The objective of the Universal Anaphora Initiative is to enable further progress in the empirical study of anaphora by covering not just coreference, but all aspects of anaphoric interpretation from identity of sense anaphora to bridging to discourse deixis (although not all anaphorically annotated corpora cover all of these phenomena); and not just English, but all languages.
Thanks to recent advances in NLP and representation learning, interest in co-reference resolution and related tasks is at a high point. At the same time, large scale resources are still only available for few languages, and languages with multiple resources (notably English) do not employ a uniform standard, neither in terms of annotation formats, nor in terms of guidelines. These defecits are crucial to address as we move towards broader coverage of languages and text types, as well as work on multilingual and reusable tools for different types of anaphora.
Showing a blueprint for a way forward, the Universal Dependencies Initiative has been very successful at progressively developing agreed upon standards concerning the annotation and markup of syntactic dependency information across multiple languages and domains. The long-term objective of the UD-inspired Universal Anaphora Initiative is to do the same for anaphoric information.
The more modest objective of the first stage of the Universal Anaphora Initiative is to come up with an agreed-upon markup scheme that can be used to encode the information in the existing corpora, which will enable us to create a collection of corpora all encoded using the same scheme. But we hope that this exercise will prove a useful starting point for further discussion on the annotation schemes, as well.
A unified markup scheme hopefully will also allow us to develop an extension of the CONLL scorer able to score not just identity anaphora, but also other aspects of anaphoric interpretation such as the identification of non-referring expressions, as done in the 2018 CRAC Shared Task, as well as bridging reference and discourse deixis resolution.

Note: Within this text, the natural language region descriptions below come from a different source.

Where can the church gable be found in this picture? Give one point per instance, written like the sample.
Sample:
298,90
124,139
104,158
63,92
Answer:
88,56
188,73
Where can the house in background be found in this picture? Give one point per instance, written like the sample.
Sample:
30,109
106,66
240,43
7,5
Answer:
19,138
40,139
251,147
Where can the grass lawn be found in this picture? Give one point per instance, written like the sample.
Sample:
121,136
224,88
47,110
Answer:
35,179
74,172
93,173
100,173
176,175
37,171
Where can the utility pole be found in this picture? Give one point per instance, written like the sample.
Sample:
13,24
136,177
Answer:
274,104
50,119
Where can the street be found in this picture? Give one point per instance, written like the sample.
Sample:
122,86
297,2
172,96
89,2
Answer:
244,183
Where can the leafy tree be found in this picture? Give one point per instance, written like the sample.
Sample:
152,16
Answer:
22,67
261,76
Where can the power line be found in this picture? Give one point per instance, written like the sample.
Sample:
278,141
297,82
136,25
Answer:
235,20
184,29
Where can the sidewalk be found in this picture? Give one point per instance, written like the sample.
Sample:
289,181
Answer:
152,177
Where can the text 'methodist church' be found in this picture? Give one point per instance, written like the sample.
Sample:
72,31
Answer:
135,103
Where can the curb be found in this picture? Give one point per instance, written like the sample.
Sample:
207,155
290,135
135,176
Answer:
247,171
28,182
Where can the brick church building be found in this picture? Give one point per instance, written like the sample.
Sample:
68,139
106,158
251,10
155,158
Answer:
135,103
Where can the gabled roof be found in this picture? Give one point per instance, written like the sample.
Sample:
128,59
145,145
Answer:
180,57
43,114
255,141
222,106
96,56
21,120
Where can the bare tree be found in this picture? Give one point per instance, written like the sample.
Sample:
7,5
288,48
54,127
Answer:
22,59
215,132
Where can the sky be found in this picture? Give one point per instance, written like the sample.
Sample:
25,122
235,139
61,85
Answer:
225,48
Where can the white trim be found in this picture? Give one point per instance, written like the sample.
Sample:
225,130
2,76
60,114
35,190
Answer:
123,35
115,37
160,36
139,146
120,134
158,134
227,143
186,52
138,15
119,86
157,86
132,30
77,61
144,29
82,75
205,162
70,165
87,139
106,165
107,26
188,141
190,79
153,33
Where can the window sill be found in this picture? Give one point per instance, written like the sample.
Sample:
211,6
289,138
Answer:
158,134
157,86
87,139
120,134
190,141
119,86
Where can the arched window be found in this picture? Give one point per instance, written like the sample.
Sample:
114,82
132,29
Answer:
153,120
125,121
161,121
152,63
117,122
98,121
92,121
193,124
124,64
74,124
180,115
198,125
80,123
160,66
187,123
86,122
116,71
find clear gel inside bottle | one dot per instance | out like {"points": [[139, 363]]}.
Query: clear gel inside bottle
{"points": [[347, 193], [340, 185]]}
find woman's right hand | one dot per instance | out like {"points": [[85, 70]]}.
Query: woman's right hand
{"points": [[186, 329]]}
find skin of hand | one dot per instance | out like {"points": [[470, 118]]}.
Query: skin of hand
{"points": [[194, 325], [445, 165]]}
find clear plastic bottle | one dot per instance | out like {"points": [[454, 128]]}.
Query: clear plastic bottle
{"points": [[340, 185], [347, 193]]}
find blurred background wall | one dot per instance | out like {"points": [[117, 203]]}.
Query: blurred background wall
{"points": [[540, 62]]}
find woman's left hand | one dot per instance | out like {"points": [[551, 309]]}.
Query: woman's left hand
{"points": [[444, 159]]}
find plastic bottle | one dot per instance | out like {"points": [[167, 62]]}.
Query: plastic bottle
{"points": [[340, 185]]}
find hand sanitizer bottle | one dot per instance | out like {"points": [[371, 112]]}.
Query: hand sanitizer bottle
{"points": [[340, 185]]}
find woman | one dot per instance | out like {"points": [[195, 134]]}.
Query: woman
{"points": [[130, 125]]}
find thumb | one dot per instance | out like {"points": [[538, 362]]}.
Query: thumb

We are fully aware that there is at the moment only partial agreement on the anaphoric phenomena that should be covered by such a scheme, and on the details of how they should be annotated. We will therefore adopt a similar strategy to that adopted in the MATE proposal (Poesio et al., 1999) - namely, identify those aspects of the proposal which are core and those that are optional.
More to follow soon!
Massimo Poesio, Florence Bruneseaux, and Laurent Romary. 1999.
The MATE meta-scheme for coreference in dialogues in multiple languages.
InProc. of the ACL Workshop on Standards and Tools for Discourse Tagging, pages 65–74.